Sineneng-Smith encouraged illegal alien clients to apply for a certification that would allow them to remain legally in the country, despite them not qualifying for the certification, according to the indictment. She would charge her clients a fee for this service, and allegedly made millions off of the scheme.
Sineneng-Smith earned more than $3.3 million off of her clients, legal affairs outlet Jurist reported.
In a challenge to the decision, Sineneng-Smith argued that the law violated her right to free speech. The Ninth Circuit reversed her conviction, finding that the entire law was invalid as an over broad restriction of speech.
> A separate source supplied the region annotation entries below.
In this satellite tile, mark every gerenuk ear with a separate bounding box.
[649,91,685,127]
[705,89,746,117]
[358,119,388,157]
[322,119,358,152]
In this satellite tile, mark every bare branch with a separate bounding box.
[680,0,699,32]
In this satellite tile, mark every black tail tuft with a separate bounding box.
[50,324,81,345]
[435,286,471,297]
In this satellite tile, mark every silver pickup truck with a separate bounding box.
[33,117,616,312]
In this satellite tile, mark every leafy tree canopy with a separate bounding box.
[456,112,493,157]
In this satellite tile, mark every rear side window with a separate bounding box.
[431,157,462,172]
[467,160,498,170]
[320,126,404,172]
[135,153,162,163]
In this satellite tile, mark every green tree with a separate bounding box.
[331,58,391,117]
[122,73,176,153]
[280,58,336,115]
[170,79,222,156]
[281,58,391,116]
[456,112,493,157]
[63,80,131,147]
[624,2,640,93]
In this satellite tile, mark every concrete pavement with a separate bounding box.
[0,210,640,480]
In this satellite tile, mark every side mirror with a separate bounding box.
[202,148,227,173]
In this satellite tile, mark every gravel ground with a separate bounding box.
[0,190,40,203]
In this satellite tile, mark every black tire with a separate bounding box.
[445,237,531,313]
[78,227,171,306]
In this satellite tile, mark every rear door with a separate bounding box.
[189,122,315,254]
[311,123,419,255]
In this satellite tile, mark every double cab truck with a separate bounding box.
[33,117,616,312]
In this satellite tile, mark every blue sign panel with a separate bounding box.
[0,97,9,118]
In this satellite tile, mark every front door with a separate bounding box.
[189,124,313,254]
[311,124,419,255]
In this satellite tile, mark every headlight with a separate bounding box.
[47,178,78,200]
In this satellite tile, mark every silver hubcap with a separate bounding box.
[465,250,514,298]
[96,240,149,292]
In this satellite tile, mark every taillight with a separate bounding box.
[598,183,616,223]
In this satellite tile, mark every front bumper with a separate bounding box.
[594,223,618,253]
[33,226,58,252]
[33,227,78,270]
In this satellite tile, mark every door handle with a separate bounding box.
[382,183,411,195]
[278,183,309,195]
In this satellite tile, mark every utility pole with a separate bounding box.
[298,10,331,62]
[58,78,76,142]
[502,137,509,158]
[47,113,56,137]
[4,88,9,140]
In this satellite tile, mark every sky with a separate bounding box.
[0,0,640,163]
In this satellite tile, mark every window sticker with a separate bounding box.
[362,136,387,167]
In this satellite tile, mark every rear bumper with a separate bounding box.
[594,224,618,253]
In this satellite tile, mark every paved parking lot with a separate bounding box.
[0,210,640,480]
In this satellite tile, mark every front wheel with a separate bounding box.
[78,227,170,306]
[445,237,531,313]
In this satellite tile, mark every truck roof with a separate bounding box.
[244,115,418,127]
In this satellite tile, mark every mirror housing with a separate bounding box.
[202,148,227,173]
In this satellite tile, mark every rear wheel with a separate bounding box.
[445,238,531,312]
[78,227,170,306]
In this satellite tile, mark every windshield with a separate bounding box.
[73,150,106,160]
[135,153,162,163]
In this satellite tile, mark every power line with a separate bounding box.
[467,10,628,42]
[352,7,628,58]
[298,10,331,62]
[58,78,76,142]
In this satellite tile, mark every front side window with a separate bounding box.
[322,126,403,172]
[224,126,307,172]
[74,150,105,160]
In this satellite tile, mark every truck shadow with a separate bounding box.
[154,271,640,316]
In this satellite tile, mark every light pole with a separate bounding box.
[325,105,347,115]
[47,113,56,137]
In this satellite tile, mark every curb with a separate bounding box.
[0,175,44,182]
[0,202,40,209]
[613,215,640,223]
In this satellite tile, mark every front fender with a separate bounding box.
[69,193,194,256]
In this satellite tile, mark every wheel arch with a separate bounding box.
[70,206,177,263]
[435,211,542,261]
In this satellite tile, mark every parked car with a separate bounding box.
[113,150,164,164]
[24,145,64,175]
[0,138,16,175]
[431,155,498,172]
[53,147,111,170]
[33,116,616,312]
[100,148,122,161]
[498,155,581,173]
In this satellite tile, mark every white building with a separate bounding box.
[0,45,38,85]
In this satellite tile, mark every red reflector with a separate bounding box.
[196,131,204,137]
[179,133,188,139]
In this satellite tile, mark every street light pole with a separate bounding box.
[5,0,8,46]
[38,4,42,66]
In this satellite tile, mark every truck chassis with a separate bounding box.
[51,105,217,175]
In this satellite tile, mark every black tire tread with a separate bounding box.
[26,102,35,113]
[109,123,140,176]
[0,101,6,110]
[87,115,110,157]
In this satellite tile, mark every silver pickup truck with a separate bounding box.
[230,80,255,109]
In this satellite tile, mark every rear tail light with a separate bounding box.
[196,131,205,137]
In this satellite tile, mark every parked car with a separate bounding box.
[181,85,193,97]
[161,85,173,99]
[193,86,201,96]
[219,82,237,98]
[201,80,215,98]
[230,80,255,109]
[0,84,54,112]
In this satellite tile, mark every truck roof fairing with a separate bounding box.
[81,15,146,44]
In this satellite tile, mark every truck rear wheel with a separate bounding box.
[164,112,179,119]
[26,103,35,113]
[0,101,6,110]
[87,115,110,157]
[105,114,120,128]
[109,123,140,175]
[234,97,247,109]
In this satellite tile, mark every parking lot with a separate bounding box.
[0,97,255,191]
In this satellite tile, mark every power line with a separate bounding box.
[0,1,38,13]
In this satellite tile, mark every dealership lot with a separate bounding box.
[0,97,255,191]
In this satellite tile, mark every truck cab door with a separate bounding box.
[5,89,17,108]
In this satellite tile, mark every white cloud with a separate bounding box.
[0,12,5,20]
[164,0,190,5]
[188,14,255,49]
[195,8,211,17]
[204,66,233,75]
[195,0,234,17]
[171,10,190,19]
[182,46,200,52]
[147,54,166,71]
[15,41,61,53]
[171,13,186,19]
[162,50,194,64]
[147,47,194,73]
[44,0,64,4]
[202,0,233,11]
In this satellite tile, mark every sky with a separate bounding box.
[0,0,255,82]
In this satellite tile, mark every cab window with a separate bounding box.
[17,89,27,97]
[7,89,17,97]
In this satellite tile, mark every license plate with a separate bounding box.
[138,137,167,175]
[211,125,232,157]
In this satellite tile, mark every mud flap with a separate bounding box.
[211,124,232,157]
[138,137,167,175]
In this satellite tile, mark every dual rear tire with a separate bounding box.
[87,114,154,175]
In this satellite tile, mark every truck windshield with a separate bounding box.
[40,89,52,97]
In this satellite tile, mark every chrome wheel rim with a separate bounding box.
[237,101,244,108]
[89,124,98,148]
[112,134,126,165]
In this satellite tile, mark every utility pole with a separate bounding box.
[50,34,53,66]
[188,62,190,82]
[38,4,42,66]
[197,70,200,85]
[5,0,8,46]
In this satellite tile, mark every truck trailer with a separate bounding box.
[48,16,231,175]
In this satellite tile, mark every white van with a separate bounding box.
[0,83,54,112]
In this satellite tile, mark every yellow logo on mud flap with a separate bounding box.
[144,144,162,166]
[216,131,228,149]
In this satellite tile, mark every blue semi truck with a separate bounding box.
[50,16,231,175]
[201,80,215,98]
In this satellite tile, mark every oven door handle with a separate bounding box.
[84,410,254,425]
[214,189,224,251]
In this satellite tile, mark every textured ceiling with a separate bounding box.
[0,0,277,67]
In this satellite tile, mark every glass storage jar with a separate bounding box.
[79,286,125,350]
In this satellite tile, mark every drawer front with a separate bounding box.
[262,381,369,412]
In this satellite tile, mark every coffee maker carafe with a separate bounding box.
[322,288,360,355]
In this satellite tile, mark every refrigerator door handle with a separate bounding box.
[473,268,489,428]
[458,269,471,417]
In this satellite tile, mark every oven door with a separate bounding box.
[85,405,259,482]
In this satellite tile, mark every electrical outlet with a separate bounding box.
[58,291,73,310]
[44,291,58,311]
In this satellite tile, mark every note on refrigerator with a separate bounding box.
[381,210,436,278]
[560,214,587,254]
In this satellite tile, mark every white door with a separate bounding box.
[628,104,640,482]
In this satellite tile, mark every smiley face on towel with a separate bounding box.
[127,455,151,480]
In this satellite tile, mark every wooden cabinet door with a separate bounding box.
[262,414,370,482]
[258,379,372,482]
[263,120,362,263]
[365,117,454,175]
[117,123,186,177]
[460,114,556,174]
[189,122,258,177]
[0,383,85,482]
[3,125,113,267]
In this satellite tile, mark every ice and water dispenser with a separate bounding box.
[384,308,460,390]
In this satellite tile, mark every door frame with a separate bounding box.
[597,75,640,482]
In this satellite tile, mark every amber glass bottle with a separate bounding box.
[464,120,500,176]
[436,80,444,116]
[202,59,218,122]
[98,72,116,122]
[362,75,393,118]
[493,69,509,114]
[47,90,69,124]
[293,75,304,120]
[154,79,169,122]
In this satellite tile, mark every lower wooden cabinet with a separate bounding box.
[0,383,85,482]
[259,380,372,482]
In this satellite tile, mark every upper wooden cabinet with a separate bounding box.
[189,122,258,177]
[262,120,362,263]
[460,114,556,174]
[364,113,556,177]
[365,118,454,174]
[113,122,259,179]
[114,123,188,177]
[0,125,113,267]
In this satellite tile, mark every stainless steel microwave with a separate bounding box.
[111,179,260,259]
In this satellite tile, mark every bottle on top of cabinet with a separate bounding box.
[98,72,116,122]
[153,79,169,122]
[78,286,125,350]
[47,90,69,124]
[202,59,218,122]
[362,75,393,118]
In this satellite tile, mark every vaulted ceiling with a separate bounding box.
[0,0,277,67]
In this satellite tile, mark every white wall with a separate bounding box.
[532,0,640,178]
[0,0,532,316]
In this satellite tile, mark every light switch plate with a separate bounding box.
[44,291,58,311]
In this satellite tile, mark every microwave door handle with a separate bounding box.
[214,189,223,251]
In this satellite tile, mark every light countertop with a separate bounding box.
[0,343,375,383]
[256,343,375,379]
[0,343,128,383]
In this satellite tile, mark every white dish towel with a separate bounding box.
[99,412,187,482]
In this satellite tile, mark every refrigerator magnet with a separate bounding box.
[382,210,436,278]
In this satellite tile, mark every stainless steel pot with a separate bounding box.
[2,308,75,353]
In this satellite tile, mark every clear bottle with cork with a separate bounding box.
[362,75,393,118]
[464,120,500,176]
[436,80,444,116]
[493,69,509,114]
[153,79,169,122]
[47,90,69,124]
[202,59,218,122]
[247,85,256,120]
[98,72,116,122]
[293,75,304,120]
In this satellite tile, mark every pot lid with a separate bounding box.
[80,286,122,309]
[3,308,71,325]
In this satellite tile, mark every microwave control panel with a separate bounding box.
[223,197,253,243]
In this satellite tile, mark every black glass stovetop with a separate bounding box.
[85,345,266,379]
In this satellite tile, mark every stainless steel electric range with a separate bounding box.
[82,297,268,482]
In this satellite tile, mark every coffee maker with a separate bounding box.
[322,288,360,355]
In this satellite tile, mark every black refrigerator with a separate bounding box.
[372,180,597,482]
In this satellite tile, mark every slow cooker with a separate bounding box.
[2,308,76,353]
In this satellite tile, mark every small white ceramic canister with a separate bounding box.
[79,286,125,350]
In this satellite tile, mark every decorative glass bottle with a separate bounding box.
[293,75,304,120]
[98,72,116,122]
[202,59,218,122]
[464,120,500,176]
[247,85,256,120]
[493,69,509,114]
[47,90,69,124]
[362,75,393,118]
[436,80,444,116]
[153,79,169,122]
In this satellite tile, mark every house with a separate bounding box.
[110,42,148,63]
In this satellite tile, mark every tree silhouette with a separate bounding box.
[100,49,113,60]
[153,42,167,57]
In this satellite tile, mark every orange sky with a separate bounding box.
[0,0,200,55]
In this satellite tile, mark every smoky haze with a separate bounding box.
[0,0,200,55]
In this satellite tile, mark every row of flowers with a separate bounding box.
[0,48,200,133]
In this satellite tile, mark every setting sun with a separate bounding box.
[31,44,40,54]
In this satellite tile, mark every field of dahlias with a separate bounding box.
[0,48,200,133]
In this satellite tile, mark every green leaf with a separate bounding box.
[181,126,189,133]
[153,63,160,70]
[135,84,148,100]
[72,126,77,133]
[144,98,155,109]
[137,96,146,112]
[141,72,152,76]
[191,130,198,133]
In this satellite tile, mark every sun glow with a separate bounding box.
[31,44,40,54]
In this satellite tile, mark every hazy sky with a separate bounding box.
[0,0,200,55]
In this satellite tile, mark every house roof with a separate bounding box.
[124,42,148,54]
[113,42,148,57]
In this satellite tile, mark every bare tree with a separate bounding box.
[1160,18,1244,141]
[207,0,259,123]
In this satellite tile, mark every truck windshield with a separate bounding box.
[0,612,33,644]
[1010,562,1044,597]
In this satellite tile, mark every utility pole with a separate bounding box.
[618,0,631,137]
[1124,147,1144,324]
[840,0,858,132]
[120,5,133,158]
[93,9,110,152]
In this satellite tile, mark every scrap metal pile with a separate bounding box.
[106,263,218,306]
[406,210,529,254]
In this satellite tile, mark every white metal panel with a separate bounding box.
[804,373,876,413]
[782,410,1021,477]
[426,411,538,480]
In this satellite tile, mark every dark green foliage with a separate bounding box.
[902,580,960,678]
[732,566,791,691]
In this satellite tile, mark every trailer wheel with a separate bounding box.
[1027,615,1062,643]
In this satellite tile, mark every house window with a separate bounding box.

The Ninth Circuit’s reversal however, was not based on arguments presented by her defense, but by third party arguments submitted to the panel of judges.
The Supreme Court ruled that the Ninth Circuit overstepped its authority by injecting an argument not made by the defendant herself. The decision ultimately reaffirms that parties — not the courts — shape issues in a court case.
The case is now to be sent back to the Ninth Circuit “for reconsideration … bearing a fair resemblance to the case shaped by parties.”